St. Paul, Minn. — A young man is lying in bed. He wakes up, gets dressed, brushes his teeth, and polishes shoes. Then, still half-asleep, he brushes his shoes and polishes his teeth. Hundreds of elementary school kids watch his every move, and they're loving it.
The show, "Reeling", at the Childrens' Theater Company draws on the many classic elements of silent movies of the 1920s. There's the young hero, his one true love, and a bad guy. There are lots of misunderstandings, mishaps, and physical humor... plus a bunch of keystone cops and wild chases thrown in for fun. And while the characters don't talk, this is not a quiet play - there are loud sound effects, music, and lots of laughter.
So why would a theater company try to produce a silent movie on stage? Childrens' Theater Director Peter Brosius says much of 1920s cinema was high-quality, imaginative work filled with improvisation and great physical risk. But Brosius says his purpose is not to send families out to the silent movie section of the video store.
"If this makes a parent or teacher say 'hey, there's Harold Lloyd, there's Buster Keaton, there's Charlie Chaplin' - terrific," says Brosius. "But I think it just stands on its own as the story a little guy going to the big city and making a mess of things!"
"Reeling" has something going for it that Buster Keaton's movies never did -- it's three dimensional. Often the characters run through the audience, enlisting the help of kids or eating some of their popcorn. And when the hero is swinging around on a ladder, it's not on a movie screen; it's live, and the risks are for real. Dean Holt plays the role of "the little fella," the Buster Keaton character of the show. Holt is doing what Buster Keaton never did; he's performing all the physical gags in just one take. And his body pays the price. Just last weekend Holt took a fall that bruised his tailbone.
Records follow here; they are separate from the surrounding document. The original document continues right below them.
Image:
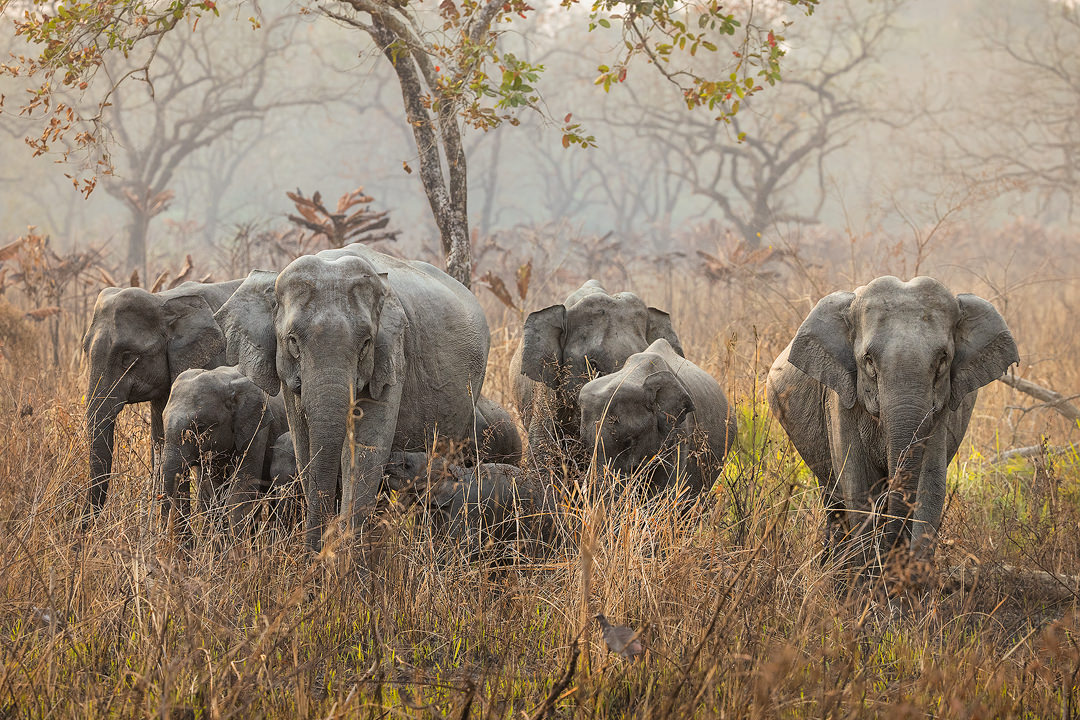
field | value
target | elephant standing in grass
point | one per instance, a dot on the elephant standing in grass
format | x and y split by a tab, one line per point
372	353
220	422
876	391
566	345
491	510
497	433
137	343
660	420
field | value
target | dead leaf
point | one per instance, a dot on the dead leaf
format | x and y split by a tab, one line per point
11	249
524	274
159	282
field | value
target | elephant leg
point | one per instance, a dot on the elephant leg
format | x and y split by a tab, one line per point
855	473
365	453
157	438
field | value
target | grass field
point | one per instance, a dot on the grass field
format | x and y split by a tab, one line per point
740	617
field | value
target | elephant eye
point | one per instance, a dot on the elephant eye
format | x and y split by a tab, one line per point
943	364
293	345
868	364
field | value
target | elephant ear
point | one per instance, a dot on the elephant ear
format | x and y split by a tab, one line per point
542	344
667	398
822	347
984	348
389	347
194	339
247	320
658	326
102	297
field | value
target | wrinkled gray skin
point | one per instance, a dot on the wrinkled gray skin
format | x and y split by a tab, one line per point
480	507
880	383
661	416
285	504
497	433
565	345
372	353
220	422
137	343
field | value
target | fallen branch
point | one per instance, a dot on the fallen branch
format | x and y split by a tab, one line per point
1051	397
1031	451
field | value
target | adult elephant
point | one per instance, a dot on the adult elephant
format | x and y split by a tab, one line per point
137	343
373	353
661	420
566	345
876	391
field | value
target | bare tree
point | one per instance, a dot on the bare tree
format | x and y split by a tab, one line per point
1022	131
767	166
200	92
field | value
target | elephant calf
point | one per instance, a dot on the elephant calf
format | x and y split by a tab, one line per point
220	422
876	391
660	418
487	508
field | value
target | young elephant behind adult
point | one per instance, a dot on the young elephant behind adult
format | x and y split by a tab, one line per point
220	422
137	343
661	417
491	510
876	391
566	345
497	433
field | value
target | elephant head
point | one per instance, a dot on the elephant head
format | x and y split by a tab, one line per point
137	343
591	335
328	333
628	418
907	354
219	420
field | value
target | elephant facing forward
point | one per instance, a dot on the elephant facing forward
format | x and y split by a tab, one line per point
660	416
876	391
566	345
221	423
372	353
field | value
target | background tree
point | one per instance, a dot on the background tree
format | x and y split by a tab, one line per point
449	64
197	93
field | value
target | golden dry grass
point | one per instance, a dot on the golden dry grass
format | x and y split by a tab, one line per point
740	617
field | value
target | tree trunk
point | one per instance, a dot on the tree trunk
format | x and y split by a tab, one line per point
136	243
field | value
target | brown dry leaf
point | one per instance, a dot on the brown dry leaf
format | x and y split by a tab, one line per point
524	275
42	313
499	288
160	281
11	249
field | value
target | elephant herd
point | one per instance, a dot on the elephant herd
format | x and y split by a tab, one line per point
347	367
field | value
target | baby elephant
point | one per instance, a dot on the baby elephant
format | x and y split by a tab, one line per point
220	422
660	416
489	508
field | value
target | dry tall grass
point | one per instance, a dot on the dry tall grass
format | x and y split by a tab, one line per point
739	615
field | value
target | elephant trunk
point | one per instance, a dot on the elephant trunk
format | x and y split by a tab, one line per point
326	403
100	426
176	486
907	425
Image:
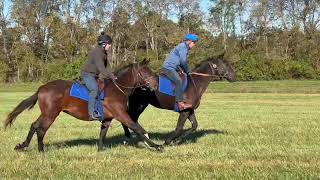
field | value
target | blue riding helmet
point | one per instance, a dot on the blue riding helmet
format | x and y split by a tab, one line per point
191	37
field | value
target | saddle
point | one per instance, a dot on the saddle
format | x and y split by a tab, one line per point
167	87
100	83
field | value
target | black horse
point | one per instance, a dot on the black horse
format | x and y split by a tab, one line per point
53	98
212	69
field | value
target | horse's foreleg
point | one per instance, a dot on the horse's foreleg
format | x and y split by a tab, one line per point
179	128
126	120
44	124
135	110
194	124
103	132
32	130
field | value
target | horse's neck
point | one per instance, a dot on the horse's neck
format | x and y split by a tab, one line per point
124	84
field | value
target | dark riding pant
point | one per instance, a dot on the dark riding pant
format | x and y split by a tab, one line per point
175	78
92	85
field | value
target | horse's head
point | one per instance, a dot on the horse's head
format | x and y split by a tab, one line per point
143	76
222	69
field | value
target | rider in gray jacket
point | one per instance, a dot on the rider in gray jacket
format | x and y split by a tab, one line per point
97	64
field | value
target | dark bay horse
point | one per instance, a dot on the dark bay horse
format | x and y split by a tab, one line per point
210	70
54	97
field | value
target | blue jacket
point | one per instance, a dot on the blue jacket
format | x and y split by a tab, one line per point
177	58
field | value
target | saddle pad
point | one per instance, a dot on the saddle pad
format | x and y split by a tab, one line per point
81	92
167	87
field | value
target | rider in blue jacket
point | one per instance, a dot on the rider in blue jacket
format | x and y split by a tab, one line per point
176	60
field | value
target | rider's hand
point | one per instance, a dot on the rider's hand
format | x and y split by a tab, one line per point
113	77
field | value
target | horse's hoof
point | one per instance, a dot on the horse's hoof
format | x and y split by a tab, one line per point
20	147
125	141
167	143
178	141
100	149
159	148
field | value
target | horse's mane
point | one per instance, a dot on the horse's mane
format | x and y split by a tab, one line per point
124	69
202	64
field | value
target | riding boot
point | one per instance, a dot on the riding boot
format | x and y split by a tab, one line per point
95	116
182	106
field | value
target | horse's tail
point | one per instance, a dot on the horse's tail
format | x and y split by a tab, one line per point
27	103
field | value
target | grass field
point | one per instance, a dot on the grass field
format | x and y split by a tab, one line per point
247	130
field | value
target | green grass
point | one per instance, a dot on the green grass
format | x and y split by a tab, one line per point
240	136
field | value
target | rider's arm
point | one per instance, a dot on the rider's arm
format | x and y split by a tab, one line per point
104	71
183	53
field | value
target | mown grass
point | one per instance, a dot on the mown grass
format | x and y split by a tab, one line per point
274	135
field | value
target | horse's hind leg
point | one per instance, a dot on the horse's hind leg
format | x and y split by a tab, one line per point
194	124
179	128
32	130
44	125
103	132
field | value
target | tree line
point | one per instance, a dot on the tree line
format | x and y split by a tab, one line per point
42	40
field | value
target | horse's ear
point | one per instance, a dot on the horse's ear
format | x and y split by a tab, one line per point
145	61
221	56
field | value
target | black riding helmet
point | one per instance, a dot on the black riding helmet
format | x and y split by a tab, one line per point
104	39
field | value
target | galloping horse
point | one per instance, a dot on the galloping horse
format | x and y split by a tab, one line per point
54	97
207	71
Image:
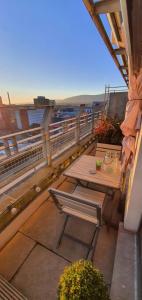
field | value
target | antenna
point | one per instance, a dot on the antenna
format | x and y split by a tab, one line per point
8	98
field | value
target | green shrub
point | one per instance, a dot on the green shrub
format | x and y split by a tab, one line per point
81	281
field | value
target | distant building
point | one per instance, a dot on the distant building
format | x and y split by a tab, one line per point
41	100
116	105
35	116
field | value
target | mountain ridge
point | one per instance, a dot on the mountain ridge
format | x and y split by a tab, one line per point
82	99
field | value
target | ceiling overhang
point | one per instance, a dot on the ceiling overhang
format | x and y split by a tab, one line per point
116	44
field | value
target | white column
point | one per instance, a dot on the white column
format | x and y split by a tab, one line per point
133	209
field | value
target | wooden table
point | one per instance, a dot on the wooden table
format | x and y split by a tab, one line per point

"I somehow just came down wrong," says Holt. "I mean I have this wonderful padding that the costume shop provided me with. I have these pants that are made for snowboarders that protect everything. Apparently there was one little space it didn't cover and I just managed to hit a bone the wrong way. I mean compared to Buster Keaton who broke everything I'm still in pretty good shape."
Indeed he is. A St Paul Pioneer Press review said "Holt makes all the crashing around look effortless, human and even a little poignant in a virtuoso performance." Holt got into theater in college. He says until this production, he wasn't really that familiar with Buster Keaton's work.
"I started taking videos home and dvds and watching more and more and I don't know how you can watch and not become a fan. I quickly became a fan and then when my son Henry was born we actually named him... his middle name is Keaton. So there's a whole love story that developed there and we had to put it into our own lives too."
Barry Kornhauser wrote the script for Reeling. It's basically just a long series of stage directions for the actors, interspersed with a few captions that are projected above the stage. Kornhauser has written lots of theater for kids, but he's never written a play without dialogue, and he says he appreciated the challenge.
"Sometimes language presents a real barrier," says Kornhauser. "And of course there are kids for who English is not their first language or a language they don't have at all, and there are kids who are deaf. So it's a great way to exercise lots of writing muscles not to actually write with words."
Even without words, Reeling is meant to convey a message. Childrens' Theatre Director Peter Brosius says it teaches the rewards of persistence.
"Yes, buildings will fall. Yes, 50 cops will chase you. Yes, the world will come at you. But you can just keep going. And I thought what a great thing for kids to know that no matter what befalls you - and things will befall you - you can keep putting one foot in front of the other and find a way to laugh."
The challenge will be for Dean Holt to keep putting one foot in front of another. Holt takes about 50 prat falls in every show - by the end of the run he will have fallen approximately 2,300 times.